Right. The ZVITAMBO group has done a bunch of studies.

http://scholar.google.com/scholar?hl=en&lr=&safe=off&scoring=r&q=ZVITAMBO&as_ylo=1998
 
kellyb:

Well, they've done a lot of trials, and then several studies all based on various portions (or the whole) of that trial data :)

It's a clearer picture to me now. From what I've seen, all the trials were done in one bunch (from 1997 to 2001), with various conditions and the data recorded for a number of studies of various aspects of this.
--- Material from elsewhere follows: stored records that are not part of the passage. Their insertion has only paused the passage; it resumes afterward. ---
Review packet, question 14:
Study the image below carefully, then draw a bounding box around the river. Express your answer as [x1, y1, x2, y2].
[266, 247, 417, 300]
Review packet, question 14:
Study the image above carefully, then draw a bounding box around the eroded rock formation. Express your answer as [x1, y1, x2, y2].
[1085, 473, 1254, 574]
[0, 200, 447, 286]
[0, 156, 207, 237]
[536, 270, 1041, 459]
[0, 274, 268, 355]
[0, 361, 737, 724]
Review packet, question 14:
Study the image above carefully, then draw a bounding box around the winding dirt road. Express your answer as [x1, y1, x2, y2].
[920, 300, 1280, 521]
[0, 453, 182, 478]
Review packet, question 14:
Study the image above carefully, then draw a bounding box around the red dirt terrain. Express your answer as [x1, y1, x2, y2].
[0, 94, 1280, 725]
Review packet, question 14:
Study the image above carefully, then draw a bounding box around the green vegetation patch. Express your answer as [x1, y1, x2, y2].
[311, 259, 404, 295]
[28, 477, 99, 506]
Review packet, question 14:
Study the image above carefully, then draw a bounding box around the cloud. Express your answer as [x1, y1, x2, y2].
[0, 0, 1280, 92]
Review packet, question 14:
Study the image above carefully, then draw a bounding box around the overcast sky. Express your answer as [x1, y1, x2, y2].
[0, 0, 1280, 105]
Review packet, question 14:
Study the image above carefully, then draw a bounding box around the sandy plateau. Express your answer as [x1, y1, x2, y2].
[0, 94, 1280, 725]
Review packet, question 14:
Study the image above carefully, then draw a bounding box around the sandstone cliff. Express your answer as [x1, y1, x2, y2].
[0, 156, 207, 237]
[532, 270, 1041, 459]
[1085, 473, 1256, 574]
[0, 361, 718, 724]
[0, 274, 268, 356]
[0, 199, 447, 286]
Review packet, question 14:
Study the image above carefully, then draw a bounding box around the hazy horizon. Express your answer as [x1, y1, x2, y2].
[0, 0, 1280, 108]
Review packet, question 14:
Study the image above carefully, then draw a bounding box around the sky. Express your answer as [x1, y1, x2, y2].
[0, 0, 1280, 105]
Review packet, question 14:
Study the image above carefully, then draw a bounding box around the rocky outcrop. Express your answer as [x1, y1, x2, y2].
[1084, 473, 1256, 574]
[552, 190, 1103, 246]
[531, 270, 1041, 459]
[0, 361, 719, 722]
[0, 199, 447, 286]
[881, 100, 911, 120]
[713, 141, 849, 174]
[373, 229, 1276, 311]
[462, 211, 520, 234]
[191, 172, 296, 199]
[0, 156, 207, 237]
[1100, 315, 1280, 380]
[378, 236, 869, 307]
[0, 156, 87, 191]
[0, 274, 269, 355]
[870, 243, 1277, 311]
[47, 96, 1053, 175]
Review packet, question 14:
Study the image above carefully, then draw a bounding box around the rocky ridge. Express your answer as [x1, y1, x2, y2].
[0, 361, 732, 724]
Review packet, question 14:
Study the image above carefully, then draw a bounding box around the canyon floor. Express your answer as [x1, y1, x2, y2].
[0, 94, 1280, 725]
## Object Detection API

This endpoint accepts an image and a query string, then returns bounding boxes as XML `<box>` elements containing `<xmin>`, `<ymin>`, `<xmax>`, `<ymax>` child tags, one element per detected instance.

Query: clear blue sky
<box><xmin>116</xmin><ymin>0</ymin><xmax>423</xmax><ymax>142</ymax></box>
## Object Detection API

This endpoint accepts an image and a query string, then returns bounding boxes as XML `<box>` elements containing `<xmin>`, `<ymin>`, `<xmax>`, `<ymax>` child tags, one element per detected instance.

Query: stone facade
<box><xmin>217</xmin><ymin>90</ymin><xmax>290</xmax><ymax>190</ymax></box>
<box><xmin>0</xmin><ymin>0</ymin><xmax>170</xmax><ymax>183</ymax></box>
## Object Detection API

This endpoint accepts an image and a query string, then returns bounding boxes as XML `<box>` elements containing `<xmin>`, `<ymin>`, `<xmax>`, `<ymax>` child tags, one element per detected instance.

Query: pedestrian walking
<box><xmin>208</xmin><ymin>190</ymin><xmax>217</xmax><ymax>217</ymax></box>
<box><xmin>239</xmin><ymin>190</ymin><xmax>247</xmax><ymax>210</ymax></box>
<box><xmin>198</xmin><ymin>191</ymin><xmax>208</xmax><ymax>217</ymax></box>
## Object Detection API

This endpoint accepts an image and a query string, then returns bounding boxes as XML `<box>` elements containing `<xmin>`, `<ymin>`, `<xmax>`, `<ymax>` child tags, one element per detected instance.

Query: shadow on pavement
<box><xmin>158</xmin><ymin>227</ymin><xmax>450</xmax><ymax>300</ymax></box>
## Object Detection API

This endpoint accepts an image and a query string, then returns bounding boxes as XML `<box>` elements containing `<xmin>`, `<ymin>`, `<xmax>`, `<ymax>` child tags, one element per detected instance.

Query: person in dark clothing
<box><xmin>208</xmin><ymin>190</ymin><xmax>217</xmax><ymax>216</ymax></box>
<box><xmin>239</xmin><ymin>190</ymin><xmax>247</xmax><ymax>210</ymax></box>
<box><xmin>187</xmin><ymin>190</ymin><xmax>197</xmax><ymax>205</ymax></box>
IN any case, the mortality study (which used the same data) accounted for the use of ARVs in some of the cases, and recorded when they were used. This shows that ARVs do increase life span (as the HIV+ infants on ARVs had a lower mortality rate than those without), and also removes the "effects" or ARVs as a possible confounder in the data shwoing HIV+ infants to have a much higher mortality rate.
 
http://gateway.nlm.nih.gov/gw/Cmd?l...and+Item+%3A+1&HIDDEN_TIMESTAMP=1184951596441

It is interesting how a study about the relationship between a disease "HIV infection", and infant mortality, avoids the obvious problem of actually recording and testing for what actually happened. One could have also tested mothers for any of the following endemic diseases, and found a connection between them and infant mortality.

Typhoid fever
Malaria
Hepatitis A
Hepatitis E
Meningococcal meningitis,
Crimean-Congo hemorrhagic fever,
Plague,
Yellow fever
Lassa fever
Japanese Encephalitis
African Trypanosomiasis
Dengue fever
Schistosomiasis,
Leptospirosis

All those, and more, are endemic problems for mothers and babies in the region the study used.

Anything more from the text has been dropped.